Bij besluit van 28 mei 2015 (het primaire besluit, hierna ook: vaststellingsbesluit) heeft verweerder vastgesteld dat met terugwerkende kracht tot en met 1 juli 2014 - onder meer - de exploitatie van de Aanloophaven plaatsvindt in het algemeen belang als bedoeld in artikel 25h, vijfde lid, van de Mededingingswet (Mw).
Bij besluit van 24 september 2015 (het bestreden besluit) heeft verweerder eisers bezwaar - onder aanvulling van de motivering - ongegrond verklaard en het verzoek tot vergoeding van de kosten in bezwaar afgewezen.
Eiser heeft tegen het bestreden besluit beroep ingesteld bij de rechtbank Midden‑Nederland. Deze rechtbank heeft het beroep ter behandeling doorgezonden aan de rechtbank Rotterdam.
Verweerder heeft een verweerschrift ingediend.
Het onderzoek ter zitting heeft plaatsgevonden op 28 november 2016. Namens eiser is verschenen zijn gemachtigde, vergezeld van [naam] , directeur van eiser. Verweerder heeft zich laten vertegenwoordigen door zijn gemachtigde, vergezeld van K.C. Hamstra, werkzaam bij verweerders gemeente.

Overwegingen

1. Het geschil gaat over de aanwijzing als activiteit van algemeen belang van de exploitatie van de Aanloophaven te Zeewolde door de gemeenteraad van Zeewolde. Hierdoor gelden voor de Aanloophaven de gedragsregels van de Wet Markt en Overheid niet, met als gevolg dat bij het in rekening brengen van liggelden niet de integrale kosten in rekening hoeven te worden gebracht.
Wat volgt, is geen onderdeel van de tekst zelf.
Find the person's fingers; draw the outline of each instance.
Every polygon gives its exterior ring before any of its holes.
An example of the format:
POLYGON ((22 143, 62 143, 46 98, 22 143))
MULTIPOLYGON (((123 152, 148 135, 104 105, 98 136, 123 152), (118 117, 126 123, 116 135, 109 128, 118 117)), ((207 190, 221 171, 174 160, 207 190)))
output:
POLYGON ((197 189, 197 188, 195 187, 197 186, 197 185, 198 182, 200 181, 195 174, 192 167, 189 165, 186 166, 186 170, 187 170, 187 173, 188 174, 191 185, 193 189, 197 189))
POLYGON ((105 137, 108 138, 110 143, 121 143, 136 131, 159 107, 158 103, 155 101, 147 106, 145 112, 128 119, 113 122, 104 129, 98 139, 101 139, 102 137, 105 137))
Eiser, exploitant van twee jachthavens (de Bolhaven en de Bonshaven) aan weerszijden van de Aanloophaven, met in totaal een capaciteit van 250 ligplaatsen, is het niet eens met deze aanwijzing. Volgens hem is er geen goede reden voor de aanwijzing en blijft zo oneerlijke concurrentie tussen de Aanloophaven en zijn jachthavens in stand.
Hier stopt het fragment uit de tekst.